Están a años luz de los récords de Eddy Merckx y gozan de mucha menos popularidad que otros pentacampeones del Tour como Jacques Anquetil, Bernard Hinault y Miguel Induráin. En total, son 67 los corredores que se enfundaron el Maillot Amarillo durante una única jornada (o incluso menos) en toda su carrera y que, a su manera, lograron transmitir un mensaje de excelencia y humildad. En el Tour de Francia de 1952, Andrea Carrea, gregario del equipo italiano y compañero de Fausto Coppi y Gino Bartali, lloró al enfundarse el Maillot Amarillo por considerarse indigno de un honor exclusivamente reservado a sus líderes.

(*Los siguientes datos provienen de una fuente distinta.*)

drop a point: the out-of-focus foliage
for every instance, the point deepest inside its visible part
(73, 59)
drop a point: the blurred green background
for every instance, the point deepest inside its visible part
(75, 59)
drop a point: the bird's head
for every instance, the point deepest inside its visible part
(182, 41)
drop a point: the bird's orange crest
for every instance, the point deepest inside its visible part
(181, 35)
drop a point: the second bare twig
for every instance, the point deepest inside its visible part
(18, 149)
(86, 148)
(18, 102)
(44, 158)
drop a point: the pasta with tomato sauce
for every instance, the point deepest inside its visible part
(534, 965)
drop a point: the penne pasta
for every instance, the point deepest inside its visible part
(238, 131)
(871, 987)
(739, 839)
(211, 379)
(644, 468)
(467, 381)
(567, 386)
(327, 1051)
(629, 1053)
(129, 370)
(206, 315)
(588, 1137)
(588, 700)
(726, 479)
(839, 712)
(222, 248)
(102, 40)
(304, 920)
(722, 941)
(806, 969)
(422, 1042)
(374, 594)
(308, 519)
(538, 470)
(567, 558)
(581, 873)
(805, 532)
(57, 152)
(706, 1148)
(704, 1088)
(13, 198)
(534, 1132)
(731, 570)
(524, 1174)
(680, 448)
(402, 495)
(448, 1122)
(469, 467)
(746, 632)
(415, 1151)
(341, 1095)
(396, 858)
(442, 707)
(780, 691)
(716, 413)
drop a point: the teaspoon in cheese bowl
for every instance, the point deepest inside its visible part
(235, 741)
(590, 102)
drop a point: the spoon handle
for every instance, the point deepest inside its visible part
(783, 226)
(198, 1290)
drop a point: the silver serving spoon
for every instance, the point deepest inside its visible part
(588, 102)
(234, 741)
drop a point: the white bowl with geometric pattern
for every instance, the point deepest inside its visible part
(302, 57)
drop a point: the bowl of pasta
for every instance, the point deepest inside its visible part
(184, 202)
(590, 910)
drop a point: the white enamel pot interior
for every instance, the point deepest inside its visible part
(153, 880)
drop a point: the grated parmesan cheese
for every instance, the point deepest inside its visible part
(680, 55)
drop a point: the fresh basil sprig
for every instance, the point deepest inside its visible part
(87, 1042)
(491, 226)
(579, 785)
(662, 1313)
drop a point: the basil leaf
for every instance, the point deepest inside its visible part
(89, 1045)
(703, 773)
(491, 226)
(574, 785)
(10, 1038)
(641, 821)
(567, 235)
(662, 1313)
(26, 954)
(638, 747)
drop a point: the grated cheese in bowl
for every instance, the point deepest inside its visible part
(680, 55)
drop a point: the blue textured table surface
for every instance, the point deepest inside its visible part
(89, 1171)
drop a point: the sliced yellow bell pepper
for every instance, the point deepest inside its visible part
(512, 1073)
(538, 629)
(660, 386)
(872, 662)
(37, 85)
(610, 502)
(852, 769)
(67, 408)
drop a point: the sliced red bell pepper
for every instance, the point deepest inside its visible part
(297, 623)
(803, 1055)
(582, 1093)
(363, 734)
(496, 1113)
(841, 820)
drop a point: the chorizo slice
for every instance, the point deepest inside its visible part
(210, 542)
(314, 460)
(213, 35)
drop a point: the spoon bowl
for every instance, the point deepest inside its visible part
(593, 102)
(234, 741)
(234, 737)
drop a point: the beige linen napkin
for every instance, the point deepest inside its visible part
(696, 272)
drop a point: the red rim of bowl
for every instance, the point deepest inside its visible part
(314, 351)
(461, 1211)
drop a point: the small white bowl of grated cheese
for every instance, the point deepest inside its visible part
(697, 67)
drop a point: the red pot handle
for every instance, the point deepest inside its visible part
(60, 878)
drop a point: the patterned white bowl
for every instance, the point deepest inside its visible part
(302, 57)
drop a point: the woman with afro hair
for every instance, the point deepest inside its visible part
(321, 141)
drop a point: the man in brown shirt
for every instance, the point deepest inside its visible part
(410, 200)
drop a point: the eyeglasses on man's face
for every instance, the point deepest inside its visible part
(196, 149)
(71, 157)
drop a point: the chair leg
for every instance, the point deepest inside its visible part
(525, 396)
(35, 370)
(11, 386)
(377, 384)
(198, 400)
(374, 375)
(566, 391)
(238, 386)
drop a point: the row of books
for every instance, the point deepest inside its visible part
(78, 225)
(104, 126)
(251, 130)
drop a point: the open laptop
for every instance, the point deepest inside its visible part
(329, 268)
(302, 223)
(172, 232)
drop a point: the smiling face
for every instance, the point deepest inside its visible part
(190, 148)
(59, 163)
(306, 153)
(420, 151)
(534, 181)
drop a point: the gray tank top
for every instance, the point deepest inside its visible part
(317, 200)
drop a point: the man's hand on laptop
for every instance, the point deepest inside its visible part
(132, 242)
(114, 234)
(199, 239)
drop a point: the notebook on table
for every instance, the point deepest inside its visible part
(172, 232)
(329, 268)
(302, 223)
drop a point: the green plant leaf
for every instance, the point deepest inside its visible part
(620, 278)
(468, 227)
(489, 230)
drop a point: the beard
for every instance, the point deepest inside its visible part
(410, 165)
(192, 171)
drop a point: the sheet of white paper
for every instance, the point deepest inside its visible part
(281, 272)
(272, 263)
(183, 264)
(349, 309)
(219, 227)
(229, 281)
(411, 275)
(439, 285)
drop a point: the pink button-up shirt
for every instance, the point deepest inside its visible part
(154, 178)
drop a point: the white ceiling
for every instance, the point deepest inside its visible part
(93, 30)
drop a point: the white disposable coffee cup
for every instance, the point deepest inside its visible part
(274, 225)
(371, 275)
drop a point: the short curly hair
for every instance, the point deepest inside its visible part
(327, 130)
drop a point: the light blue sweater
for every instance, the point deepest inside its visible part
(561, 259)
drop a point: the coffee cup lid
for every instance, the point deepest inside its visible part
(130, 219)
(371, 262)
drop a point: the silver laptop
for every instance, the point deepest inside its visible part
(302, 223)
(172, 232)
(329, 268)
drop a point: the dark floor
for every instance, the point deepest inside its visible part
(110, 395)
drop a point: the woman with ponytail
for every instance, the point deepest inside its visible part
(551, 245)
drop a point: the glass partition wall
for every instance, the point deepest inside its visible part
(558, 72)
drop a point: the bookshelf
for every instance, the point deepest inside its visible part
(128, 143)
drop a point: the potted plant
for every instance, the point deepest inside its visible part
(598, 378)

Ser gregario es un oficio en sí mismo. Para algunos llega a ser un sacerdocio. Tal vez se decide uno a servir tras reconocer sus propias limitaciones. Ahora bien, nadie llega a convertirse en un servidor apreciado sin impregnarse de algún modo de la nobleza de la tarea, de un cierto sentido de la lealtad. «Hay que tener el alma bien dispuesta para considerar ideal un trabajo que te obliga a usar de forma anónima ese excedente de fuerzas que distingue a los vencedores para después renunciar a toda esperanza a las puertas del paraíso ciclista», escribía Jacques Goddet en L’Equipe homenajeando a Andrea Carrea. Y al mismo tiempo, a todos los ciclistas de su misma condición.
Al arrancar el Tour de Francia de 1952, Andrea Carrea acababa de ser partícipe de la cuarta victoria de Fausto Coppi en el Giro. El Campionissimo voló por la competición en un alarde de clase y potencia. A esas alturas de su carrera, inspiraba el máximo respeto al pelotón por su superioridad atlética y por mantener una actitud humilde en cualquier circunstancia. Sin embargo, para un ciclista como Carrea, nacido a apenas un puñado de kilómetros de Castellania, los vínculos jerárquicos y afectivos formaban parte de su ADN. Con la intención de proteger los intereses de su capitán, este gregario de lujo se sumó a una escapada después de 140 kilómetros de la etapa hacia Lausana. Al llegar a la meta de esa 9.a etapa, el grupo había rascado una diferencia superior a los 9 minutos. Al principio no se percató de que era el mejor clasificado de la escapada, pero Carrea acabó heredando el Maillot Amarillo entre lágrimas por temor a la reacción de Coppi, de Magni, a quien acababa de destronar, y de Binda, el seleccionador italiano. «Se le ve como un niño que hubiese robado un bote de mermelada a mediodía y que mira cómo se acerca su padre, plenamente consciente de su culpa», relataba el reportero de L’Equipe que acudió a recibir a la escuadra italiana a su regreso al hotel. Por supuesto, su castigo consistió en recibir las felicitaciones alegres y sinceras de todo el mundo.
Pese a tener la sensación de que la camisola le quedaba grande, Carrea tomó la salida al día siguiente de amarillo en una etapa distinta a las demás por varias razones. La novedad de ese año era la inclusión de la primera llegada a gran altitud en la historia del Tour de Francia. Y así fue como un modesto gregario quedó grabado para siempre en los anales del Tour como el primer Maillot Amarillo que remontó las 21 curvas del Alpe d’Huez. Todo un símbolo. En ese ascenso formidable, Fausto Coppi se impuso con autoridad y se enfundó el Maillot Amarillo. Ese día, el podio provisional lo ocuparon tres corredores italianos, con Carrea a rueda de un Coppi que se disponía a entrar de amarillo en territorio patrio para rubricar una fabulosa demostración de poderío en la etapa con meta en Sestriere. Todo había vuelto a la normalidad.